Containerisation is now an additional tool in the security arsenal which may enhance the protection of many applications and sensitive data.

Containerisation and virtualisation both entail the encapsulation of an application in its own operating system environment. However, whereas containerisation shares the operating system with its host, a virtual environment incorporates its own operating system. Containerisation is a form of fast, light-weight virtualisation (smaller file size, consumes less resources, and faster provision). This is the reason why containerisation is sometimes referred to as operating system virtualisation. Both containerisation and virtualisation share the host’s kernel components which opens vulnerabilities.
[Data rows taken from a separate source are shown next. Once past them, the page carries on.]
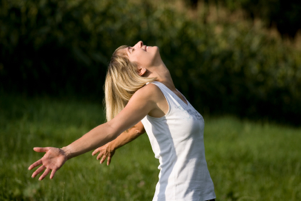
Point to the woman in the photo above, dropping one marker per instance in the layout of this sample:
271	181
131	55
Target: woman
138	88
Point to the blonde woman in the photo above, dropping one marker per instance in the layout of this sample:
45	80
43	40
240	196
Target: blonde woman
140	94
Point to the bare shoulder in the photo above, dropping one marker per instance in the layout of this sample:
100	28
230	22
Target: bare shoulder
150	92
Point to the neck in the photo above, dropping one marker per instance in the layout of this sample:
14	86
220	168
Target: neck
162	74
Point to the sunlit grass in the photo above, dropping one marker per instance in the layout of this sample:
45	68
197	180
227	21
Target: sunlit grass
247	160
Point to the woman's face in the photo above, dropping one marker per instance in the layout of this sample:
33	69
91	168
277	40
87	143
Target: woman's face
142	55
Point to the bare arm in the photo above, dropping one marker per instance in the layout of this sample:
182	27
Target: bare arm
142	102
108	150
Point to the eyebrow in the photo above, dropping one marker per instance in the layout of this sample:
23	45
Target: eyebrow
129	47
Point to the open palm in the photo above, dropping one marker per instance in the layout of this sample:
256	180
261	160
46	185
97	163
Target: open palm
52	160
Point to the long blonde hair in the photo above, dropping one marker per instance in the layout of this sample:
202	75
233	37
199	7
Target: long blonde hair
122	81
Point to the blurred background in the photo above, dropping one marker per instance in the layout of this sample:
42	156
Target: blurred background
237	62
226	56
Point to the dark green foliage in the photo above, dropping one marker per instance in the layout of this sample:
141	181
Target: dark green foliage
285	15
60	47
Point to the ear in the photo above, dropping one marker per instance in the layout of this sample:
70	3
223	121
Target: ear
141	71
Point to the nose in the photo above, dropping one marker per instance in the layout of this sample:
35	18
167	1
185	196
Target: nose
139	44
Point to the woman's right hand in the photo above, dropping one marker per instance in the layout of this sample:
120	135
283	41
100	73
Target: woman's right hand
53	159
105	152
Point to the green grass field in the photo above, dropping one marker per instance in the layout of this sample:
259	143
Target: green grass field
247	160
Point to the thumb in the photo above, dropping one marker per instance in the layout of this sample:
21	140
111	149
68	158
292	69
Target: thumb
41	149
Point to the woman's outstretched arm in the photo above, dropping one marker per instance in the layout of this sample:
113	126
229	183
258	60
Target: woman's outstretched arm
141	103
108	150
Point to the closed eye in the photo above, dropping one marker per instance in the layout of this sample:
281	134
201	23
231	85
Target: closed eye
131	49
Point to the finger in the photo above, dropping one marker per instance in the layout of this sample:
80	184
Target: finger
52	173
103	159
40	169
40	149
95	151
109	160
99	155
44	174
35	164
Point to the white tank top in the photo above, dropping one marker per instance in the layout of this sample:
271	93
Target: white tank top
177	141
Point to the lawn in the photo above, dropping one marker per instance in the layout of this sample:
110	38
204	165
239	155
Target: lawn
247	160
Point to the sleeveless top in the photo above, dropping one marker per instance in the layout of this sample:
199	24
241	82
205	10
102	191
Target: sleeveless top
177	141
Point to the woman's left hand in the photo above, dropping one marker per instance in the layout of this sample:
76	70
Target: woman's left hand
105	152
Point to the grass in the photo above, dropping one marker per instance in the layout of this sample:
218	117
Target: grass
247	160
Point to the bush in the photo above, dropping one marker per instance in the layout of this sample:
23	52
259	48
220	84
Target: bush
60	47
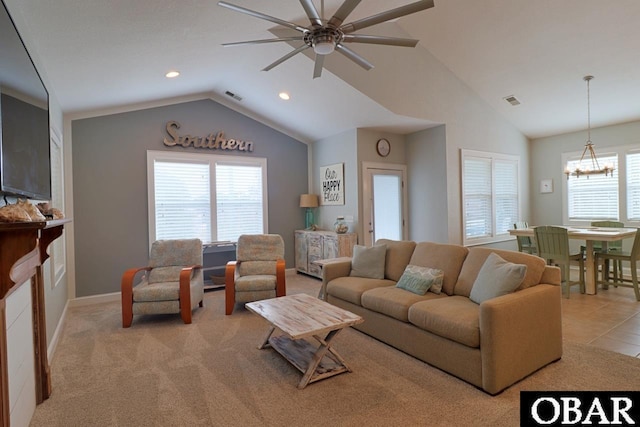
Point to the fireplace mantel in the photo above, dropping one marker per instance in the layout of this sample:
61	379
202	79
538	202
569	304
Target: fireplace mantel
23	250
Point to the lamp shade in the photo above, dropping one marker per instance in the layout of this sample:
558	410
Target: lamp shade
308	200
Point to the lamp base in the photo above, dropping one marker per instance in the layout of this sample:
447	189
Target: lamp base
308	219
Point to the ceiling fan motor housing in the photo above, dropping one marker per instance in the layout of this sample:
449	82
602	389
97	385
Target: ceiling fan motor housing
323	40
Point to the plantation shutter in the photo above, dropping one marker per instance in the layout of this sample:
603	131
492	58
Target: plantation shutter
593	197
477	197
633	186
506	191
239	200
182	200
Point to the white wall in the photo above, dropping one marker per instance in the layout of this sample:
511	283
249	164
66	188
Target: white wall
424	88
546	208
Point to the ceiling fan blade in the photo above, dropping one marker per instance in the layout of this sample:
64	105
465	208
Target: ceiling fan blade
317	68
389	41
311	12
343	11
284	58
280	39
354	57
387	16
262	16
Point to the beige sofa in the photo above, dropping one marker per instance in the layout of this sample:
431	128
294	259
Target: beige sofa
491	345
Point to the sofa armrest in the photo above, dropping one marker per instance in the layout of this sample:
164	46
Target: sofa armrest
333	270
519	333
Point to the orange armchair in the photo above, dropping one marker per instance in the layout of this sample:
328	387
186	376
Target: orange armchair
258	272
172	282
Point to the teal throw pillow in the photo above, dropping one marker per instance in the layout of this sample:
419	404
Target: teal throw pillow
496	277
368	262
420	279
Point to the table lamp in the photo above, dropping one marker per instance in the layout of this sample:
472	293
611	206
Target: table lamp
308	201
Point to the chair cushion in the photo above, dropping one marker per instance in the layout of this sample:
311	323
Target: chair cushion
445	257
456	318
393	301
476	258
164	291
419	279
496	277
260	247
351	288
260	282
183	252
165	274
250	268
397	257
368	262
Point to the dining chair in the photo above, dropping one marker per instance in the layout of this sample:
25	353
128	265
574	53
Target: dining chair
553	245
611	246
525	244
619	256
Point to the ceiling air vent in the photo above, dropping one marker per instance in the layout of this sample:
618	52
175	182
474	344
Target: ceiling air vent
512	100
233	95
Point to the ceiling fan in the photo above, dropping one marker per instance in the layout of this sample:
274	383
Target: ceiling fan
325	36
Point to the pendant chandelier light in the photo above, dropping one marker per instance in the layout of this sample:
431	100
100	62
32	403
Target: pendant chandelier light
593	168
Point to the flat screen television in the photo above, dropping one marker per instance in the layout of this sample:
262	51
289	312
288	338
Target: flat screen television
25	158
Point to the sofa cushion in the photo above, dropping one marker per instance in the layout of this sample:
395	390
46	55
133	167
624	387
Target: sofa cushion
419	279
476	258
496	277
393	302
455	318
398	255
351	288
368	262
448	258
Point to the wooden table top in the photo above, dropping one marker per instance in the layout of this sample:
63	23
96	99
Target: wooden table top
586	233
302	315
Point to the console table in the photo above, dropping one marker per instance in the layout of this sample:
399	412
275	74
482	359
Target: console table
23	250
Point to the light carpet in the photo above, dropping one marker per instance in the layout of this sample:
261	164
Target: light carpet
161	372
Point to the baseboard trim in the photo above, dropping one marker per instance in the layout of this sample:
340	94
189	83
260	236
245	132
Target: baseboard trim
94	299
51	349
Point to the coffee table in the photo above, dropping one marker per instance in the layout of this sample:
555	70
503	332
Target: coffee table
302	318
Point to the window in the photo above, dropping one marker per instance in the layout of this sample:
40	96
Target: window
210	197
633	186
490	196
58	247
593	197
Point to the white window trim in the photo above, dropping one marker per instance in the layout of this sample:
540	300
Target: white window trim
494	238
211	159
621	151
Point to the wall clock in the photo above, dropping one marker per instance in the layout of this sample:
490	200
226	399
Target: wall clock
383	147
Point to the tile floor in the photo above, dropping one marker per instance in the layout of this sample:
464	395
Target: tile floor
610	320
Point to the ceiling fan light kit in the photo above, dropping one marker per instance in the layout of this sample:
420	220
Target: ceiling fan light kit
326	36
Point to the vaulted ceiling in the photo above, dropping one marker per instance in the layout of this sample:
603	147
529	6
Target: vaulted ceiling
103	54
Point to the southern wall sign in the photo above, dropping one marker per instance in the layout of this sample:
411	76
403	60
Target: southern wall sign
213	141
332	179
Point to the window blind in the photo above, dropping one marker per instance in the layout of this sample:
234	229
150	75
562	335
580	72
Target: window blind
182	200
239	204
477	197
506	191
593	197
633	186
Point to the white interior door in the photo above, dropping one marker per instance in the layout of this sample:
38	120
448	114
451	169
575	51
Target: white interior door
384	196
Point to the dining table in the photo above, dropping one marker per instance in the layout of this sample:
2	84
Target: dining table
589	235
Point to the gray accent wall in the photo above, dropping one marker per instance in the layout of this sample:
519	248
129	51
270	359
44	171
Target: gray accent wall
110	182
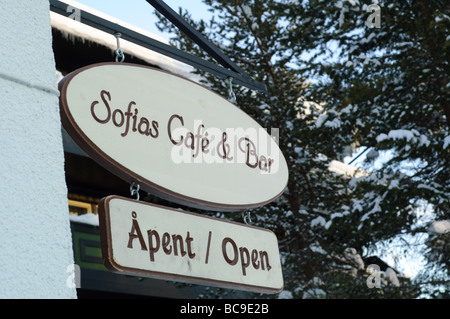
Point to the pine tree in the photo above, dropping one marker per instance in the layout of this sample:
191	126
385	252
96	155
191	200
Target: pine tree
336	85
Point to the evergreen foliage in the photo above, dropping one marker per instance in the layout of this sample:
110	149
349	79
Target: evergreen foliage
336	86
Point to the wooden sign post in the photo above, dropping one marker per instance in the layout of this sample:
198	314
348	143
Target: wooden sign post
152	241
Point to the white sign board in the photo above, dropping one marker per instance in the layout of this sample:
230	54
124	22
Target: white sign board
176	138
152	241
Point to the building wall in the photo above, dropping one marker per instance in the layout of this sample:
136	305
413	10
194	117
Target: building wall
35	237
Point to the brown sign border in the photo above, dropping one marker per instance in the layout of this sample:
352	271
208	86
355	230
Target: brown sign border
111	265
126	174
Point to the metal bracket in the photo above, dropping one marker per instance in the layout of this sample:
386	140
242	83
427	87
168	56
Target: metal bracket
227	70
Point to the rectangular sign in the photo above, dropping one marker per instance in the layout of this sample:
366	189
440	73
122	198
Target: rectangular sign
148	240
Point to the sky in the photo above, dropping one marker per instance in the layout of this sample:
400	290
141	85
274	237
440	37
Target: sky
141	14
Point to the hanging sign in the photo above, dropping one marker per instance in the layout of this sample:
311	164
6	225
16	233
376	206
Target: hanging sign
143	239
176	138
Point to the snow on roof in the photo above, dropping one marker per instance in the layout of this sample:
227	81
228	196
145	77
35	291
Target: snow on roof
73	29
88	219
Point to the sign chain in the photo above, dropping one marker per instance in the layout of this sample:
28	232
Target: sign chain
134	190
120	56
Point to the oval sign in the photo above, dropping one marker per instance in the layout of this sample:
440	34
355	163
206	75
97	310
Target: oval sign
176	138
Applications running within a container require all resources needed to be inside the container (dependencies, libraries, configuration files, and all other related files). There are different ways of creating containers, all requiring varying degrees of complexity to be provisioned. Utilising the Windows operating system to provision a new user or new desktop, are low-overhead, easily provisioned methods. Docker containers were originally developed for Linux, and there are now Windows versions as well. Docker containers share the host operating system. Windows Defender Application Guard creates single-purpose containers for running untrusted websites, isolating potential threats from the website from other applications and the rest of the operating system. The method chosen for creating the container should be appropriate to the situation.
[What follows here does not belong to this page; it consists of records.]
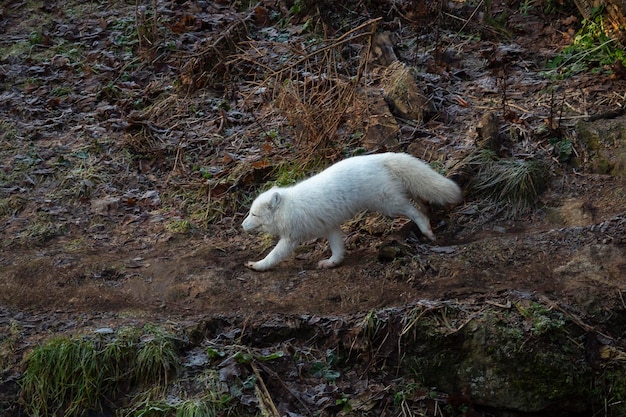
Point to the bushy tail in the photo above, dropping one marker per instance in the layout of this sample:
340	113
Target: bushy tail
422	181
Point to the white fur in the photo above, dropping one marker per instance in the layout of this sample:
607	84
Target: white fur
319	205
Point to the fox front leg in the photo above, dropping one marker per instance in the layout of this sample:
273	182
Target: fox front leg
281	251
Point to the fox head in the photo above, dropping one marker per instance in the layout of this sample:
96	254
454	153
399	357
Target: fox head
262	213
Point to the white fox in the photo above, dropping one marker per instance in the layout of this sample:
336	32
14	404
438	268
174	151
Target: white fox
317	207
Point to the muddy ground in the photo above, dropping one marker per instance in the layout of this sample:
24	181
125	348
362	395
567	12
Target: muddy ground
91	231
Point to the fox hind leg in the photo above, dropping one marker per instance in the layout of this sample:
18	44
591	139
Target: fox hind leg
337	247
421	220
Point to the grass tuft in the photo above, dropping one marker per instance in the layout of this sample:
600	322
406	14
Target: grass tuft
514	184
73	376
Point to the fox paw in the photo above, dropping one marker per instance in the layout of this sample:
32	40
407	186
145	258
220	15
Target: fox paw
327	264
254	266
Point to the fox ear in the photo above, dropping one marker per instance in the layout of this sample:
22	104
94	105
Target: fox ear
274	201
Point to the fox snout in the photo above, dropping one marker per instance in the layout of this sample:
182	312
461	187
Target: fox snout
249	225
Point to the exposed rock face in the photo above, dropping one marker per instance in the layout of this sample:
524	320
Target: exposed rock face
606	145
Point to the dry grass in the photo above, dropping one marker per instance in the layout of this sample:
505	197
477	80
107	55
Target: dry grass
315	87
513	184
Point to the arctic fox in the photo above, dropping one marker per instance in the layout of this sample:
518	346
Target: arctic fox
317	207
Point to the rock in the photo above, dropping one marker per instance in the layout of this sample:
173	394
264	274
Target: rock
605	141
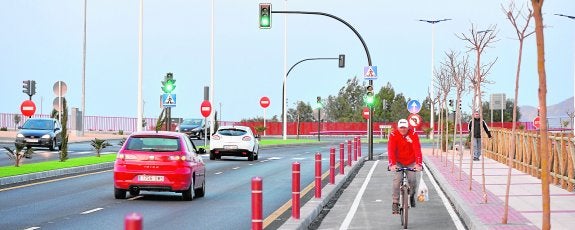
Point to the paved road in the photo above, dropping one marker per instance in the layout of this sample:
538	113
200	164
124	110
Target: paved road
86	201
366	204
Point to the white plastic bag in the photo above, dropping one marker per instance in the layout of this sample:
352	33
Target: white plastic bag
422	191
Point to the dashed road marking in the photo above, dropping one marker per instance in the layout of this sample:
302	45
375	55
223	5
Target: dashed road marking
91	211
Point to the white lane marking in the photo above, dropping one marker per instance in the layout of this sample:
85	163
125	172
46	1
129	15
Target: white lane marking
446	202
91	211
355	204
135	198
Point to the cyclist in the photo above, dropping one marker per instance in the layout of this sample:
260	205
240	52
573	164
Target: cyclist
404	150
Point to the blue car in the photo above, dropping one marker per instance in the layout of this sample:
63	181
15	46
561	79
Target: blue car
40	132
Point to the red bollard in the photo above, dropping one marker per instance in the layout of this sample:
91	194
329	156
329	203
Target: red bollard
355	149
133	221
359	146
349	153
341	159
318	175
295	190
332	166
257	203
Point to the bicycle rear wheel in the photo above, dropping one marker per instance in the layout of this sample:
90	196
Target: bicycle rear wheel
404	207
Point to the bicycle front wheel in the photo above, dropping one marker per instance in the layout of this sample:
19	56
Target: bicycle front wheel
404	207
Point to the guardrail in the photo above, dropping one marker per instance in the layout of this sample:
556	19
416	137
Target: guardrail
527	155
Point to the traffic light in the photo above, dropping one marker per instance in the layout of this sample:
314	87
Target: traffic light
369	98
265	15
169	83
341	63
26	87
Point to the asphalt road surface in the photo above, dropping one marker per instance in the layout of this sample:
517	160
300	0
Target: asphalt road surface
87	201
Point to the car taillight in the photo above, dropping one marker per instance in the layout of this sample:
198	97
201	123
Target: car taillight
126	157
178	158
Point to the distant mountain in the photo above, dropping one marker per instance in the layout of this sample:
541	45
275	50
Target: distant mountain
528	113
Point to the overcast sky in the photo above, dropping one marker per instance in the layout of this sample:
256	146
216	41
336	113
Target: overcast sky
42	40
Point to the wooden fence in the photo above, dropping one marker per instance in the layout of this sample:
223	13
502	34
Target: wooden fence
528	158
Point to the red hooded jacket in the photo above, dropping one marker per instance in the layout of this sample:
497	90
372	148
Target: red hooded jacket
400	150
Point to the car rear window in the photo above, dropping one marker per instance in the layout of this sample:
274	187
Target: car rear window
232	132
154	144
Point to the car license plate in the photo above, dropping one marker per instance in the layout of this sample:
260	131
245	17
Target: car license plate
150	178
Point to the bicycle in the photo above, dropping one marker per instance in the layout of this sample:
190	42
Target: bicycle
405	191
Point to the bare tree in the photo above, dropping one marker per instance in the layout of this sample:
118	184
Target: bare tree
460	71
544	150
444	80
479	41
513	15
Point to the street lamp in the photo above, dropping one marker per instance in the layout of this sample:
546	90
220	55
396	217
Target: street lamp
573	121
432	22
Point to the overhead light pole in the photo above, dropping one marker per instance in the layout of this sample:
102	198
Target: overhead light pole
140	67
431	88
572	121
An application running inside a container has no access to applications or environment settings outside the container (i.e. both those on the host operating system as well as those in another container), and likewise, applications outside the container cannot access applications inside. This provides two-way security benefits as applications within a container have a degree of isolation from malicious applications residing on the host or in other containers, and any malicious code inside the container is isolated from outside. Security benefits of containers include:

• Containers enable control over the environment in which an application executes. A newly-created container is clean of any malware, and the environment can be established in the most secure manner. This narrows the attack vector – only the minimum services can be included in the container.
• Container environments are consistent, predictable and replicable. Security vulnerabilities can be defined and restricted.
• The container exists for the required time only, and is destroyed when no longer required, with leave-no-trace. When the container is destroyed, all applications within it cease execution.
• Environmental parity of containerisation enables laboratory testing to be extended to real-world situations with higher levels of confidence.

However, containerisation security can potentially be compromised. It is very important that applications involving sensitive data within a container are bolstered with additional security measures to those built into the container itself. Without additional security measures, containers can be vulnerable to:

• Malicious applications which are able to gain permissions to execute inside the container.
• Malicious applications which can gain access to applications and/or data within the container through the kernel (Kernel-level key loggers or screen capture for example).
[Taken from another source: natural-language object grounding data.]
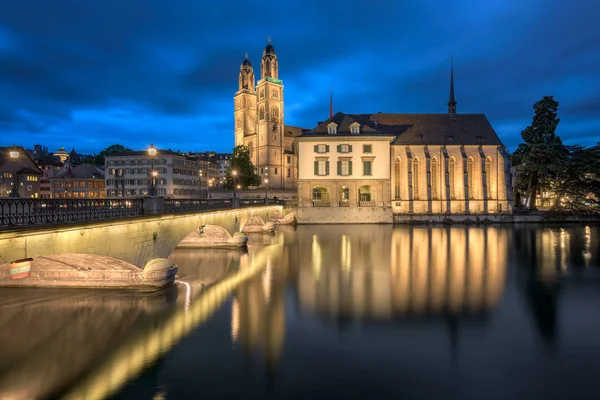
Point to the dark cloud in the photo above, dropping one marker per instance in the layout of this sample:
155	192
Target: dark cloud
92	73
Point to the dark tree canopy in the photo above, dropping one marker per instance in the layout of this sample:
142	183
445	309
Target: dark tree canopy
542	157
245	171
544	163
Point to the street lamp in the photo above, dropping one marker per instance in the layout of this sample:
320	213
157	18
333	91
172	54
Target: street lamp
266	187
234	173
14	155
154	175
152	154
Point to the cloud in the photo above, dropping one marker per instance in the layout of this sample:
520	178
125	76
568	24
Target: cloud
89	74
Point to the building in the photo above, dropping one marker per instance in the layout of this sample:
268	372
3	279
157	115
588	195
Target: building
128	174
20	170
50	166
384	167
260	124
86	181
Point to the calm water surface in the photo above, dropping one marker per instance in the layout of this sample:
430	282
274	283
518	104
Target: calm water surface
328	312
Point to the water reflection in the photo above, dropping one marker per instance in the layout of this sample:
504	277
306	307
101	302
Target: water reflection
375	272
50	338
400	292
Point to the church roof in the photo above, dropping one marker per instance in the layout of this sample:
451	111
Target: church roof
416	129
294	131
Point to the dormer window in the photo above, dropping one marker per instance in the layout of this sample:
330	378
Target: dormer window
332	128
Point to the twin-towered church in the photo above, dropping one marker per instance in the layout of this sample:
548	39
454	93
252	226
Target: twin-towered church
365	168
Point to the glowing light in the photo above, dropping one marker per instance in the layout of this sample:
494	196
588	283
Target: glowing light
316	258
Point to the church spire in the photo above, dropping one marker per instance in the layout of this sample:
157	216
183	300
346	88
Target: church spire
451	102
330	101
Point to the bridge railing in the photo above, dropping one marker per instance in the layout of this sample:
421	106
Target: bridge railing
21	212
16	211
176	206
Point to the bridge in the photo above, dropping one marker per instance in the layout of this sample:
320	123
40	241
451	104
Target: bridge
143	329
135	230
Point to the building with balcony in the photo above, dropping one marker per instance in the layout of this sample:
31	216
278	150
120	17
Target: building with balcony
20	170
50	166
129	174
86	181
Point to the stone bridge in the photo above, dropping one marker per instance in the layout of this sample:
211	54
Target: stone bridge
135	240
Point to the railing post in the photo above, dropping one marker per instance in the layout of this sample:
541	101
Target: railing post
153	205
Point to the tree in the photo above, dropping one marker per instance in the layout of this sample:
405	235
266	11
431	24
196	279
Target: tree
577	189
98	159
542	158
246	171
Docker containers may have additional security threats such as allowing network traffic between containers by default, as well as enabling attackers who have gained access to one container to get access to other containers on the same host.

It is most important that containerised applications processing sensitive data should mitigate against security threats inherent in containerisation by utilising specific techniques to at least prevent malicious applications running within the container, as well as guarding against kernel level attacks on data such as key logging.